Choosing a Data structure for very large data

Carlos picture Carlos · Nov 24, 2010 · Viewed 18k times · Source

I have x (millions) positive integers, where their values can be as big as allowed (+2,147,483,647). Assuming they are unique, what is the best way to store them for a lookup intensive program.

So far i thought of using a binary AVL tree or a hash table, where the integer is the key to the mapped data (a name). However am not to sure whether i can implement such large keys and in such large quantity with a hash table (wouldn't that create a >0.8 load factor in addition to be prone for collisions?)

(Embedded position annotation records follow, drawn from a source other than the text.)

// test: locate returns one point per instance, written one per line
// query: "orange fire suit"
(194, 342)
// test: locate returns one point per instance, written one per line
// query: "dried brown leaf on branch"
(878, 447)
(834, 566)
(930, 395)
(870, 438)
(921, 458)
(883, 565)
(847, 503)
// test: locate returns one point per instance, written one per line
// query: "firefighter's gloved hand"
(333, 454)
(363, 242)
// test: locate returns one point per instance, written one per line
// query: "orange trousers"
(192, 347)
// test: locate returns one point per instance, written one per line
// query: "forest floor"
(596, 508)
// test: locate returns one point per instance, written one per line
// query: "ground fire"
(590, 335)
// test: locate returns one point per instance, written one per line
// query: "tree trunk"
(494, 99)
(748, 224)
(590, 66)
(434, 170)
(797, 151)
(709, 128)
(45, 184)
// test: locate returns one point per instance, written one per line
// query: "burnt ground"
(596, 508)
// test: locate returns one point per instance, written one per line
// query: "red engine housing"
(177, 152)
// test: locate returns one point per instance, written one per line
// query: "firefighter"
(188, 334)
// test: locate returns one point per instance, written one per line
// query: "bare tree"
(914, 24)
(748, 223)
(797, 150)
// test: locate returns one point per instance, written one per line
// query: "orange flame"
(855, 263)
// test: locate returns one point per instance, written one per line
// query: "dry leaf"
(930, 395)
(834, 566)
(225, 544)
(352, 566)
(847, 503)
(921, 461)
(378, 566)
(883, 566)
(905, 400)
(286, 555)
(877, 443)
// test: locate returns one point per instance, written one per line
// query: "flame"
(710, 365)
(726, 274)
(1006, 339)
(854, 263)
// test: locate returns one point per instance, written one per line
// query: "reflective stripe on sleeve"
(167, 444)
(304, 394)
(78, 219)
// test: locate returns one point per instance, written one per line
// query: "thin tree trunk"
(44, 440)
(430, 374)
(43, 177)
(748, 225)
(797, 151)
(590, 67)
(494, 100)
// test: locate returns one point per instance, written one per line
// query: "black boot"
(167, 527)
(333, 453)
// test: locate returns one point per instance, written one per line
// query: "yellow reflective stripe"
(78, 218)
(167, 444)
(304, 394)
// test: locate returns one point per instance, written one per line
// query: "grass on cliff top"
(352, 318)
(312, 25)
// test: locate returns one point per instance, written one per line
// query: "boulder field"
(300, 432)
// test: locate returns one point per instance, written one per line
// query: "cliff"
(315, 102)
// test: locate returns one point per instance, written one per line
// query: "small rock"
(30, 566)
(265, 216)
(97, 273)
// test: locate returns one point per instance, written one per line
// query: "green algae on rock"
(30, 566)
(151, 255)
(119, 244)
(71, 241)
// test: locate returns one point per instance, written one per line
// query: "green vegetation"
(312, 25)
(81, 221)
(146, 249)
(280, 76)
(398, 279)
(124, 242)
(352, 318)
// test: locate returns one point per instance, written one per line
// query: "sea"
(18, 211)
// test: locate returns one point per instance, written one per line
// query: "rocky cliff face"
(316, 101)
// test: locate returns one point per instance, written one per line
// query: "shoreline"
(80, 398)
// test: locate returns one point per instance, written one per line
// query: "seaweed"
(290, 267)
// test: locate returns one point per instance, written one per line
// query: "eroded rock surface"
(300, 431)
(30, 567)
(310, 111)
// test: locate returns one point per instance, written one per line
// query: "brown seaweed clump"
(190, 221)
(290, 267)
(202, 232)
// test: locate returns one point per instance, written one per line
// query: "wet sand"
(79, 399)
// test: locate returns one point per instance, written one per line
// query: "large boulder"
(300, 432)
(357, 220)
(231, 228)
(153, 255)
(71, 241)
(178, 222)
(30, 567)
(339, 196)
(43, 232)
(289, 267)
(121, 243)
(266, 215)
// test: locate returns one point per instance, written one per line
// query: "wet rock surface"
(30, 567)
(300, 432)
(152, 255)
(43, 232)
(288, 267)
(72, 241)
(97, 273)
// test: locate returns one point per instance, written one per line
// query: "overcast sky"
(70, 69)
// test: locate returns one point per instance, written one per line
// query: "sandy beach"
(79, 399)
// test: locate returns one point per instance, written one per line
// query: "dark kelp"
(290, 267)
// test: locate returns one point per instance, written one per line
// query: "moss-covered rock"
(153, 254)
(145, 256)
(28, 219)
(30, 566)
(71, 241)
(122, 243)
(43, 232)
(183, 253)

Could i get some advise on which data structure might be suitable for my situation

Answer

Jeffrey Hantin picture Jeffrey Hantin · Nov 24, 2010

The choice of structure depends heavily on how much memory you have available. I'm assuming based on the description that you need lookup but not to loop over them, find nearest, or other similar operations.

Best is probably a bucketed hash table. By placing hash collisions into buckets and keeping separate arrays in the bucket for keys and values, you can both reduce the size of the table proper and take advantage of CPU cache speedup when searching a bucket. Linear search within a bucket may even end up faster than binary search!

AVL trees are nice for data sets that are read-intensive but not read-only AND require ordered enumeration, find nearest and similar operations, but they're an annoyingly amount of work to implement correctly. You may get better performance with a B-tree because of CPU cache behavior, though, especially a cache-oblivious B-tree algorithm.